Positive Energy Balance:

 When we are in a calorie surplus (eating more than we’re burning) the body is able to store this excess fuel for when it is later needed, leading to weight gain. Weight gain can be important for a number of reasons e.g. making weight for a fight, stepping up to a higher level of sport (varsity, college, pro), or simply gaining muscle. However, there are a number of dangerous implications for excessive overfeeding. With prolonged overfeeding, there is a greater risk of plaque deposits in our arteries, increased blood pressure and cholesterol, insulin resistance, as well as other major health implications. But just like weight loss, there is a healthy way to gain weight. It is recommended to increase calorie intake by 500kcal per day, whilst sticking to macronutrient recommendations and keeping a close eye on weight change.

 


7 ways to achieve a positive energy balance:

  • Build muscle with intense muscle-damaging weight training (at least 4 hours of intense exercise per week) and proper evidence-based nutrition

  • Try to consume calories from liquids e.g. recovery shakes (this helps with maintaining appetite)

  • Build in energy-dense foods that don’t cause rapid satiety/fullness (nut butters, nuts, trail mix, oils, etc.)

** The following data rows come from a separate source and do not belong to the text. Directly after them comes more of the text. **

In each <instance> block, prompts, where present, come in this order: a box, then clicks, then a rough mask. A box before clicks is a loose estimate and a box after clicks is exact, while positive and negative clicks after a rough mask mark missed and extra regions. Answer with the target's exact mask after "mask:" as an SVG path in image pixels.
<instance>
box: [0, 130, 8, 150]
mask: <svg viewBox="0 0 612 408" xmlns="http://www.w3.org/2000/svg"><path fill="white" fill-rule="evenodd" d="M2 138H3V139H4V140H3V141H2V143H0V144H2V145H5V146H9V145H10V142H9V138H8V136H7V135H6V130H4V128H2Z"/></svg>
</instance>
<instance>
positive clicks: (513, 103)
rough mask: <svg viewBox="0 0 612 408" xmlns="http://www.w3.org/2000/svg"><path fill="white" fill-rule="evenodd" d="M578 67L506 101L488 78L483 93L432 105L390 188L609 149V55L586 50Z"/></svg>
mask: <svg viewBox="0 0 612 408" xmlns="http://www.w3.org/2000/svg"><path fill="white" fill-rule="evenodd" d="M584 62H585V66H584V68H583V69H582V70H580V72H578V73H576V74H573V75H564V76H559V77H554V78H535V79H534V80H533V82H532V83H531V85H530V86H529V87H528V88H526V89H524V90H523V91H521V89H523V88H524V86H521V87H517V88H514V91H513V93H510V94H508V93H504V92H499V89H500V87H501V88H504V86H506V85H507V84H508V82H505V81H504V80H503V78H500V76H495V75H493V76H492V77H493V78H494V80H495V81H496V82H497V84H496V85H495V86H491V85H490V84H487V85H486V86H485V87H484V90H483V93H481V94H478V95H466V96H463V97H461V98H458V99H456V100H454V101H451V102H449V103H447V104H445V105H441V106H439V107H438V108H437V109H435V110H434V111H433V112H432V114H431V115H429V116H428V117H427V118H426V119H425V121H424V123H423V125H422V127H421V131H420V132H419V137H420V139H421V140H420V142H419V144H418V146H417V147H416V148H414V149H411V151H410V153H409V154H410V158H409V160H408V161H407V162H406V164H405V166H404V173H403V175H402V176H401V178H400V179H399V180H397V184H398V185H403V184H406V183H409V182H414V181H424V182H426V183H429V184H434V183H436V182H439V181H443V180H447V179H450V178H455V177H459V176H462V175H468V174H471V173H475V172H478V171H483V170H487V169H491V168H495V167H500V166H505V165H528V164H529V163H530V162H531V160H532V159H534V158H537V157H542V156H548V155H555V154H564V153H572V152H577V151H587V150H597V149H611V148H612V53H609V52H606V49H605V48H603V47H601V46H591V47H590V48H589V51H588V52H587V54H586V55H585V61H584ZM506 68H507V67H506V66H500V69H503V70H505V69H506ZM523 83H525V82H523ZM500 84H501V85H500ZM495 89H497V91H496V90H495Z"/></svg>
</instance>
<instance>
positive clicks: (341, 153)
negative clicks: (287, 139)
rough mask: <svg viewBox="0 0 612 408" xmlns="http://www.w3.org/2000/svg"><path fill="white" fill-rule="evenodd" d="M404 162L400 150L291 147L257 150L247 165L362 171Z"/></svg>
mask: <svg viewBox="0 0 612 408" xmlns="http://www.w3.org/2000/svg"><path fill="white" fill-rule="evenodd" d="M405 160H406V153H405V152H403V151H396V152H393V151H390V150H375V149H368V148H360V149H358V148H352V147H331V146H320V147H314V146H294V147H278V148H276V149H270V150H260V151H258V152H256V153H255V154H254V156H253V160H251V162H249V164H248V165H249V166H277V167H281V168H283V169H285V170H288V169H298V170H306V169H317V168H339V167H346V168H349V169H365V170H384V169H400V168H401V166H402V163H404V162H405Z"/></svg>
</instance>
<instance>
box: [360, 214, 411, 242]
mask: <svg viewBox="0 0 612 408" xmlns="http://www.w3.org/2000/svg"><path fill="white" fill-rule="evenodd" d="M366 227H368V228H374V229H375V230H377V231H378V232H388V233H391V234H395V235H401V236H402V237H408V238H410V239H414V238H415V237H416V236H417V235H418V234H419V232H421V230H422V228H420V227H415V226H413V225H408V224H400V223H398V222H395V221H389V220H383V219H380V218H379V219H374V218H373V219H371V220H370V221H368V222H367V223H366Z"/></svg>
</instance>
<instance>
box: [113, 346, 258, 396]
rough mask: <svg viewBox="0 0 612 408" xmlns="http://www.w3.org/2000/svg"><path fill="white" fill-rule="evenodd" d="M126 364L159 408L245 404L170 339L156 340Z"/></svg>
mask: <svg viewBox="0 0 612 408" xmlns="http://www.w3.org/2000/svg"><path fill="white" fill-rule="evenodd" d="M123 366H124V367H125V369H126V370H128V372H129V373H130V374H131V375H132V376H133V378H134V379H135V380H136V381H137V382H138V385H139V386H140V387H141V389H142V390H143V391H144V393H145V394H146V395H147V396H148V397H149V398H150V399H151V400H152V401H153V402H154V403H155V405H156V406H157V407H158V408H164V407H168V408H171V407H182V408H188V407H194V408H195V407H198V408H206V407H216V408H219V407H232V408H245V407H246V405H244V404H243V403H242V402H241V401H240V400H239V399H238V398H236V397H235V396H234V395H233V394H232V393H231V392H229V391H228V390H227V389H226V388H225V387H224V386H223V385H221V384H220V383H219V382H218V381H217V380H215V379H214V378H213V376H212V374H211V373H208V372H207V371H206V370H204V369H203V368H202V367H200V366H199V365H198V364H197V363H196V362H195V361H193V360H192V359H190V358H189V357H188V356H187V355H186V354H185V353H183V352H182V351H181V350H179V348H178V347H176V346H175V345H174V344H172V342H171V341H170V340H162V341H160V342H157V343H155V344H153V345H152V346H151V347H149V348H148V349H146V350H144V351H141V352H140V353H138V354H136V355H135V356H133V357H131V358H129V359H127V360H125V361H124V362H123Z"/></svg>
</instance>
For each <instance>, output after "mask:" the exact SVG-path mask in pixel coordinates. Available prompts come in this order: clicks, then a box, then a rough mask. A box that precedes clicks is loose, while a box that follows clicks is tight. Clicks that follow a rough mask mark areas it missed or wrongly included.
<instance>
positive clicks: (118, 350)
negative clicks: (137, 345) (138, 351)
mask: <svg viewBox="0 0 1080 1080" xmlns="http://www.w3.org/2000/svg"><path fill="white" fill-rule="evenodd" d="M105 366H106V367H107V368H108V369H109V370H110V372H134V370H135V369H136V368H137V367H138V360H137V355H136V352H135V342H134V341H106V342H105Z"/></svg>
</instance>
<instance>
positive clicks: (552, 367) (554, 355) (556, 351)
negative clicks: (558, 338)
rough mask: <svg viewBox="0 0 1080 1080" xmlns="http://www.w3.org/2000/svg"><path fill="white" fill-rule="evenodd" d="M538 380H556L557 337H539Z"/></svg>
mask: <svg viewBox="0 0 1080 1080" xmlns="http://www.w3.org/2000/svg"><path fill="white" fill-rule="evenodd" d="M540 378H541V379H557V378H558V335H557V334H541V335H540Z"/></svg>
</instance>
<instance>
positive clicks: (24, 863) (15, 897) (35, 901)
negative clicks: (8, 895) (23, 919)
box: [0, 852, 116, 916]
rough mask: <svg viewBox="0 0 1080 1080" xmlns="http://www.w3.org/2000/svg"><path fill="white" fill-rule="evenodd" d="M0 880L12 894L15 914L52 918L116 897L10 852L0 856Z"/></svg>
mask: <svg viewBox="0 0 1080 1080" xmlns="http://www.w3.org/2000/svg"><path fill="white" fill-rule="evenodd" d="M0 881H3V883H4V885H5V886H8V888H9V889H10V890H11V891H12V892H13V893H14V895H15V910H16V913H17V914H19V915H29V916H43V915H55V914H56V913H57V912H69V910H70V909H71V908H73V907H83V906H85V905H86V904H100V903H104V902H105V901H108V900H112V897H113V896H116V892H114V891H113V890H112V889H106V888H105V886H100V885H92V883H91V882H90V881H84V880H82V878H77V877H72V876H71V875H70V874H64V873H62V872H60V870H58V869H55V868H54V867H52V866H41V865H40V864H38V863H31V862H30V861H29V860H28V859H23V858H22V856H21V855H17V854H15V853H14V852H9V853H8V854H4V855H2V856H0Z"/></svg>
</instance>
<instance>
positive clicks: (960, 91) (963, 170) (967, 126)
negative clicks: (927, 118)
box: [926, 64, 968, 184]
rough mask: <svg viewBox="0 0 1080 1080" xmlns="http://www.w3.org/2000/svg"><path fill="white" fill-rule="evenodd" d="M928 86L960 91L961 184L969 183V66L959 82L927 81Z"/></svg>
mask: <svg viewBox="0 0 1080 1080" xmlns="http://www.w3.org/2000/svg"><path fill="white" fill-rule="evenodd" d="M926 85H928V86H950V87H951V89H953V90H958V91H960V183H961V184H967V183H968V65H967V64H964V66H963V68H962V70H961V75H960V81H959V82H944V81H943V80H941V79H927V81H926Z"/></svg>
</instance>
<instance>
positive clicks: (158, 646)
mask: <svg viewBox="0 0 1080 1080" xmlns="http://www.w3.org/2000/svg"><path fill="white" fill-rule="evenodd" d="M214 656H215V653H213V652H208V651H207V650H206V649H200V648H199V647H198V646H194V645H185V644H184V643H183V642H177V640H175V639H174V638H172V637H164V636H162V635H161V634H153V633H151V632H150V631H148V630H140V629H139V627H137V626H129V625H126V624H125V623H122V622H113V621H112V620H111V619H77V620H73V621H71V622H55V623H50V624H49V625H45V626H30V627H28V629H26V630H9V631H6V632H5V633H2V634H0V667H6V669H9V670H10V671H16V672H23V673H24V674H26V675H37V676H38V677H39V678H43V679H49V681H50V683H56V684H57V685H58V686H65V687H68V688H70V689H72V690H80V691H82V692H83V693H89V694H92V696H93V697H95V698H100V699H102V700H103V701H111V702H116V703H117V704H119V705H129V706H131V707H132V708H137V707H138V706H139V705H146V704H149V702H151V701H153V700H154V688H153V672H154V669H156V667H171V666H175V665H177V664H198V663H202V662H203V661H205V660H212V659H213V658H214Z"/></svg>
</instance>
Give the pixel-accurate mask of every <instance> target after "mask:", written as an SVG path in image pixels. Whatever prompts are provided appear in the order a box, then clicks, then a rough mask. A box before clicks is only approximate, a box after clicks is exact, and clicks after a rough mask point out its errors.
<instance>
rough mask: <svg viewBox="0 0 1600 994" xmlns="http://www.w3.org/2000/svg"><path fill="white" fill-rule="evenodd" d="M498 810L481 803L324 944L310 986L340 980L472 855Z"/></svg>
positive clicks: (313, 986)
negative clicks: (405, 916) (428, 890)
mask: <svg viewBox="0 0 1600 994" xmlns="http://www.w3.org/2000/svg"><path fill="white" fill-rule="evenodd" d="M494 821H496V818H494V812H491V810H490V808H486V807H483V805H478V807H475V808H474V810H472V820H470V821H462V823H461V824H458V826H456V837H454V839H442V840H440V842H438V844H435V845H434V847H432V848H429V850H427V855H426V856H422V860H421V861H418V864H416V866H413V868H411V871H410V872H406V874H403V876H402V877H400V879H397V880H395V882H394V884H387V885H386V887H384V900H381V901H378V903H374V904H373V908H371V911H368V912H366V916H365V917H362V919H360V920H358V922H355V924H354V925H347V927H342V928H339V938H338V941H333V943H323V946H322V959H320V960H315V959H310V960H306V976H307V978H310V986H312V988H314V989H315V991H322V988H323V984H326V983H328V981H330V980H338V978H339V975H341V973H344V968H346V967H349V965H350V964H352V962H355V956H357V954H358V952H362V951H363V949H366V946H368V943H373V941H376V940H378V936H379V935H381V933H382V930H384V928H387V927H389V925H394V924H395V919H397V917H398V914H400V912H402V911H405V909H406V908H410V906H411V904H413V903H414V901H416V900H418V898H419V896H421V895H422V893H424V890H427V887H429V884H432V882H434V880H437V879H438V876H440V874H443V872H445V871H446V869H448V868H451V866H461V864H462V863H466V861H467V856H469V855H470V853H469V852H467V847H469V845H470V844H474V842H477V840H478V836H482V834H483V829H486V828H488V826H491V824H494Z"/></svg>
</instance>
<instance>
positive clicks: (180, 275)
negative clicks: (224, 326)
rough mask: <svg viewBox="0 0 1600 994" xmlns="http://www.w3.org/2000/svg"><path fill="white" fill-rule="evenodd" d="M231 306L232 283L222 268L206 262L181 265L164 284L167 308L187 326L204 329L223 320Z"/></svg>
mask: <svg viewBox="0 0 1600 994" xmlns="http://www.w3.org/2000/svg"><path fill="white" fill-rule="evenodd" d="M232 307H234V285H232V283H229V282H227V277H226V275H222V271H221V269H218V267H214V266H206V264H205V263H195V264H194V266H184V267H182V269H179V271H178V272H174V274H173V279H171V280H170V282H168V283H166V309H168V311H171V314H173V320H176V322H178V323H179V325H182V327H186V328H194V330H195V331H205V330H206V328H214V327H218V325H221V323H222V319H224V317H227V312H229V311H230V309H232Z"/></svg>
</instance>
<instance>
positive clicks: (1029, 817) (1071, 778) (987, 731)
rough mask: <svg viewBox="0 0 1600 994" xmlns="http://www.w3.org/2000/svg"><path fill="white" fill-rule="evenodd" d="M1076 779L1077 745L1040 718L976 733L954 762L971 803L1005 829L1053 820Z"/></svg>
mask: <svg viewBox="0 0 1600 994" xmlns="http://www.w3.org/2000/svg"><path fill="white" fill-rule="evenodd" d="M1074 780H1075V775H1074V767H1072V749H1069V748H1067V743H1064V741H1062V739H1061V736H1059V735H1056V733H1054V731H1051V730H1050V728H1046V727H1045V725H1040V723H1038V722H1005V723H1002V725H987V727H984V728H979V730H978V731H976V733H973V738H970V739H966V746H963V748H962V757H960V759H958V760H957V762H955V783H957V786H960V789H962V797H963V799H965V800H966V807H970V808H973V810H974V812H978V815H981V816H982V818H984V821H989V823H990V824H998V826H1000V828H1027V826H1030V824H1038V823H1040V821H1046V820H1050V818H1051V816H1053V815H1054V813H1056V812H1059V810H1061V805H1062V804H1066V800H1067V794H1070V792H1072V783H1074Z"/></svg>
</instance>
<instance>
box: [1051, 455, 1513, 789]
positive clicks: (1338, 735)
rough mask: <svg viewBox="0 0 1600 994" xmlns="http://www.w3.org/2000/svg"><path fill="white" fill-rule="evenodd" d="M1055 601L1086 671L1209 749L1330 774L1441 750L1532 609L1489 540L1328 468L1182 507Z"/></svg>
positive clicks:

  • Eat at regular intervals throughout the day

  • Incorporate additional omega-3 fats from whole food sources e.g. oily fish

  • Sleep 7-9 hours per night

  • Stay consistent with habits (to see results, you have to STICK WITH IT)

 

Summary:

Although energy balance may seem like a very simple mechanism, it is extremely complex and should be respected. There are a number of factors influencing this process, and therefore it is continually changing. This means that when employing a calorie deficit or calorie surplus, it is important to pay attention to changes in body weight, health, and performance! Furthermore, it is important to set realistic goals for yourself and to track your progress. This simple technique will avoid going to the extreme in either direction. Lastly, changes to energy balance do not need to be kept for an eternity, once you have reached your goal and are weight stable, there is no need to take the intervention any further.